What Are Your Rights As A Nomadic Employee?
Digital nomads are making the world their oyster, and their workplace. According to MBO Partners’ State of Independence In America report, 4.8 million workers currently consider themselves digital nomads. Another 1.7 million aspire to be digital nomads one day. By 2035, that number will surpass 1 billion. Besides the adventure and financial freedom you can gain while traveling, working as a nomadic employee can also boost your productivity, personal wellbeing, and work-life balance. However, if you plan to work as a digital nomad or traveling freelancer, the rules of the workplace can be different. Whether you are classified as a self-employed contractor or a full-time employee, here is a quick guide to your rights as an employee on the go.
Your Tax Obligations In Your Country Of Origin And Travel
One of the trickiest parts of being a nomadic worker is clarifying your taxation earning when you are constantly traveling. Being on the move often means your place of earning shifts and therefore, the country where you are obligated to pay tax can also change according to local rules.
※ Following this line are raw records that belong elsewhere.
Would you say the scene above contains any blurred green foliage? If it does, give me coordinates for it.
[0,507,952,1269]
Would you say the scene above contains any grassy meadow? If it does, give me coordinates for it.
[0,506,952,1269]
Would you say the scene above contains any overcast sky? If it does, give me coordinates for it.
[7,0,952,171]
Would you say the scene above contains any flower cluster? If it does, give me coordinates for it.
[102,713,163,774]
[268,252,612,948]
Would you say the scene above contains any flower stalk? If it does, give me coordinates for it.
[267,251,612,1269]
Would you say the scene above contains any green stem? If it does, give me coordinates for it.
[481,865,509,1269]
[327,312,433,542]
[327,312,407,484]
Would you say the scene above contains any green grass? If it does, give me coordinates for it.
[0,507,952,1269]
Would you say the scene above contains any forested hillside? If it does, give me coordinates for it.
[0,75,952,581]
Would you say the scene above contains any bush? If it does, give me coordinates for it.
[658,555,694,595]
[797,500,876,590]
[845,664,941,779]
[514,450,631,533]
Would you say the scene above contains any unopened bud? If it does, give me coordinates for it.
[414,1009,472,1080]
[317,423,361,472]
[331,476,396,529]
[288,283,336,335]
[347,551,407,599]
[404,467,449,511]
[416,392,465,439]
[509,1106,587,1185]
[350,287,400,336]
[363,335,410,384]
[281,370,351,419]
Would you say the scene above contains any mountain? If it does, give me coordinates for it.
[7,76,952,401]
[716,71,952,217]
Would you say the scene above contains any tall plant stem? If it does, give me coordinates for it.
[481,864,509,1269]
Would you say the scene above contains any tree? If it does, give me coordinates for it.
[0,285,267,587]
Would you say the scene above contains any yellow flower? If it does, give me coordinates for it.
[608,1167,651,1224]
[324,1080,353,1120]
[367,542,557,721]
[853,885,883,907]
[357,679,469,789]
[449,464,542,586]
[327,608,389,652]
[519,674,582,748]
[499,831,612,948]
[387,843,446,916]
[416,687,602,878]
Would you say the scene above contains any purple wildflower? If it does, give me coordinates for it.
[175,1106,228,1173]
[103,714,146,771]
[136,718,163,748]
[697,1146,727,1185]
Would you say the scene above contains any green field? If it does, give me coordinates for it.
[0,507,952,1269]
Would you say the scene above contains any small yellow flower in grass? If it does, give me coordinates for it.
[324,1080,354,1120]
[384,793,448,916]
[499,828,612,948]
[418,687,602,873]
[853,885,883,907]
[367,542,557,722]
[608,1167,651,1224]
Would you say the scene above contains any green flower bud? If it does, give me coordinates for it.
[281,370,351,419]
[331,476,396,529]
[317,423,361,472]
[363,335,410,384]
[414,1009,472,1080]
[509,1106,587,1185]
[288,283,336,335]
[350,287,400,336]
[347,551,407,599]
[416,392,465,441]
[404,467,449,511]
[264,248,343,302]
This affects independent contractors who are responsible for paying their income tax. It can also impact employers if you are classified as an employee since they will be liable for taxes such as social security, income tax, or PAYE.
It is best to check the individual regulations of your country like the timeline for levying income tax or worker employee visa applications. For instance, in Estonia, there is now a Digital Nomad Visa which grants nomad workers permission to live and work in Estonia for up to 1 year as a remote worker. However, to be eligible to pay tax, you must be considered an Estonia Tax resident. Criteria for this include spending at least 183 days over 12 months in the country or having a place of residence in Estonia, according to the Estonian Income Tax Act. If you do not qualify as a tax resident in the country, your tax obligations include a 20 percent personal income tax charge.
Employer-Provided Benefits And Coverage
Your classification as a contractor or employee will determine your rights to employee benefits like a workplace pension and worker’s compensation. For some benefits like worker’s compensation, your business’ or employer’s location will impact your workers comp rates. For instance, in the state of Alaska, the highest workers’ comp rate is $15.85 per $100 in payroll. However, in Indiana, it is about half of that at $7.69 per $100 in payroll.
Most digital nomads tend to be self-employed or freelancers. This means you are responsible for health insurance, worker’s compensation, and a personal pension scheme. However, if you are classified as a full-time employee on the business payroll, then employers are legally obligated to provide you with a few standard employee benefits like worker’s compensation coverage and Social Security. Company policy and regulations of the country of incorporation also determine your rights to employee benefits.
The Presence Of Employee Discrimination And Equality
While you may think employee discrimination declines with out of office working arrangements, discrimination is still a challenge faced by the remote workforce, including nomadic workers. Even though you may be working as a remote worker, the federal and regional laws on employee discrimination remain in full effect. This means businesses are expected to make reasonable accommodations for special needs employees based on the Americans with Disabilities Act.
Finally, telecommuting employees (not freelancers or independent contractors) are also entitled to coverage under the Fair Labor Standards Act (FLSA). The FLSA dictates employee rights for minimum wages and overtime. According to the FSLA, employers are required to pay you at least the minimum wage and overtime if you work more than 40 hours in a week. For remote workers, your hours may be flexible but with the right time logging practices, your employer should be able to establish your hours worked. So even though you may be traveling while working and may not work the standard 9 to 5, you are still entitled to coverage under the wage and hours laws, including when it comes to overtime worked. Employers can utilize timekeeping tools for remote workers to accurately keep track of employee hours worked if there is no standardized clock-in system in place.
With more companies embracing the digital age and the innovation of technology, you no longer have to spend your workweek in an office. Finding out your rights as a nomad worker could be the first step towards exploring the world, and maintaining your dream career while doing it.